Perkins Mansion, Site of Brown’s Execution, Fails to Sell on Auction
(Associated Press, Sept. 14) CHARLES TOWN, W.Va. – Attempts to sell a mansion on the site of abolitionist John Brown's execution have failed. A notice posted on the auction site says the owners failed to get their minimum asking price, which wasn't published. Bidding for the Historic Perkins House in Charles Town had been expected to begin at $950,000 last weekend.
An agent didn't immediately comment today. It's unclear if they'll try again. The 7,000-square-foot, five-bedroom Queen Anne Victorian was built in 1891, about 30 years after Brown was hanged for treason The execution site is in the yard, marked by a white obelisk. Brown attacked a federal arsenal at Harpers Ferry in 1859, planning to seize weapons and start a revolution to end slavery. But the uprising was quashed within 48 hours.

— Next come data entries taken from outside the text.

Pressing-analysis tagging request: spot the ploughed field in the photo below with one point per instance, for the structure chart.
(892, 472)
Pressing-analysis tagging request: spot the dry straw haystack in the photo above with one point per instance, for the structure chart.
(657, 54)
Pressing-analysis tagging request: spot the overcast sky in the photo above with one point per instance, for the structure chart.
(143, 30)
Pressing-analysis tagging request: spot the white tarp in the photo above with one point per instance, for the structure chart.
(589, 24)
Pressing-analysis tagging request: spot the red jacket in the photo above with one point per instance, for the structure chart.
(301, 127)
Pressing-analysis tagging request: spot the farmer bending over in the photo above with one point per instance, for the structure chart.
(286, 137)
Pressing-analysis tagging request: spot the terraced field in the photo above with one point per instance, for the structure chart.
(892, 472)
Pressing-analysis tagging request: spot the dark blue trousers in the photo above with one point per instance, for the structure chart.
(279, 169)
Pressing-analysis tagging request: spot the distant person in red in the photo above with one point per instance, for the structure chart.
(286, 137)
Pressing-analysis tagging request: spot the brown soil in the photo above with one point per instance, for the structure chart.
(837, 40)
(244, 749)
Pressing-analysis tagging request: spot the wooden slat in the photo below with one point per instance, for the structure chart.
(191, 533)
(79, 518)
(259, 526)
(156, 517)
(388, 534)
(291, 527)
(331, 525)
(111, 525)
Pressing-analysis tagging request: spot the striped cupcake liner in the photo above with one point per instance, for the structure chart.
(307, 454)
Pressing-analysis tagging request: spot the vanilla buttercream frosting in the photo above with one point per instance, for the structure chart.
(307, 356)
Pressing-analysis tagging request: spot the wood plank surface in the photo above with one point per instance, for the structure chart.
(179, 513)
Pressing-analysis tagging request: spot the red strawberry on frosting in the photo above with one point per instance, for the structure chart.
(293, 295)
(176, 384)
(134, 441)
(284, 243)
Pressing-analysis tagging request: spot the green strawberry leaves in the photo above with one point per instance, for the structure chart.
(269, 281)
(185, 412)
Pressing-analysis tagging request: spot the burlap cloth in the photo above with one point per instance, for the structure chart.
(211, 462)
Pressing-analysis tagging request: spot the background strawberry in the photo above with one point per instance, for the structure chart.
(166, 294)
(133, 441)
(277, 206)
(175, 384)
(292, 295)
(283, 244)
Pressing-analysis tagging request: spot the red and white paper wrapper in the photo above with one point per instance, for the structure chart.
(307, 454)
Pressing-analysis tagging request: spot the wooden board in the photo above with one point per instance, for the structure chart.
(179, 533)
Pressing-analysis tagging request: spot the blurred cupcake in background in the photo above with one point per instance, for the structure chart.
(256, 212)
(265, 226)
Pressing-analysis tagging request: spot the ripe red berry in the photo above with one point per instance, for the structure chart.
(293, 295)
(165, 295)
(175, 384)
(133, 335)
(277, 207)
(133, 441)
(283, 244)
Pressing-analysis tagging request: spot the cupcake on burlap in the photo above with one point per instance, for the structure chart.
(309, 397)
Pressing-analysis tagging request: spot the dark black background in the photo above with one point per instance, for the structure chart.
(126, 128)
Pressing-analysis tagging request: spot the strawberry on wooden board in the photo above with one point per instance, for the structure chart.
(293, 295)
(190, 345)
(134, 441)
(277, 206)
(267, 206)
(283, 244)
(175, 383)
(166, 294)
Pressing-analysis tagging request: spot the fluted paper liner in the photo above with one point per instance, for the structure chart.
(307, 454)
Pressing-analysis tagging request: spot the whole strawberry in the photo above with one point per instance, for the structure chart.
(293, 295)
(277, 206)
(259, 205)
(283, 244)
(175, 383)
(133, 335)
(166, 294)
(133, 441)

Both Defeat and Victory: The Battle of Osawatomie Recalled
Grady Atwater, the Administrator of the John Brown State Historic Site in Osawatomie, Kansas, does an excellent job of keeping local readers informed about Kansas history involving the Browns in regular op-ed pieces in the Osawatomie, Kansas, Graphic. Recently, he has a piece about the battle of Osawatomie on August 30, 1856, following a massive terrorist assault on the free state settlement by pro-slavery forces. Atwater writes:
The Battle of Osawatomie was a military victory for the proslavery forces, but a moral and propaganda victory for the Free State forces. Free State advocates lauded John Brown as a hero, and compared him to Leonidas, the leader of the Spartans at Thermopylae. Brown’s and the other Osawatomie defenders’ bravery inspired Free State fighters in Kansas Territory to continue fighting to make Kansas a Free State, and earned John Brown the nickname “Osawatomie Brown.”
Horwitz on Brown: A Positive Pre-review
Tony Horwitz and his son, Bizu (Martha's Vineyard Times, 2008) |
Whether or not the pre-publication remarks published on this blog had anything to do with it, a friend of Tony Horwitz has also blogged about the forthcoming Midnight Rising. The Washington Post features the blogging of Joel Achenbach, whose blog, the Achenblog, recently featured a pre-review of Midnight Rising (Sept. 13). Achenbach says that he is a friend of Tony Horwitz, and acknowledges that he is not a “neutral critic.” However, Achenbach’s comments are not only positive about Tony’s book, but also convey a more appreciative understanding of Brown, something worth noting. Readers can check out the blog article (link below), but the following lines represent the substance of his take on the manuscript:
Midnight Rising takes the caricature of John Brown and turns it into a complex and largely sympathetic portrait. . . . One constant in his life, for decades, was his abhorrence of slavery. He brooked no compromise. He wasn’t a reformist, he was a revolutionary. And he was hardly a lone wolf: He organized a team of raiders that included African Americans as well as several of his sons. Each raider had his own (mostly tragic) story. They all believed in the justness of their cause and showed great courage, even as they had doubts about the tactical genius of their leader (he seemed to think that the ideal place to fight would be somewhere low, surrounding by high ground).
The raid failed, of course, and by many measures was a fiasco. Brown went to the gallows along with many of his comrades. But he found his voice after his capture and, in interviews and in court, struck powerful rhetorical blows against an evil institution. He proved to be prophet. The sins of this guilty land will be purged in blood, he said in his final written statement. And he sure got that right.
These are positive words. Let’s hope that they foreshadow the way in which our man Brown will be more widely perceived as a result of Midnight Rising. We would be foolish to think that the Old Man will ever be admired and uplifted by the majority of our nation. However, our ongoing concern is that he will be more fairly and kindly treated, and perhaps eventually even more admired than despised, especially given his life-long and mortal struggle against the evil monstrosity of racist chattel slavery.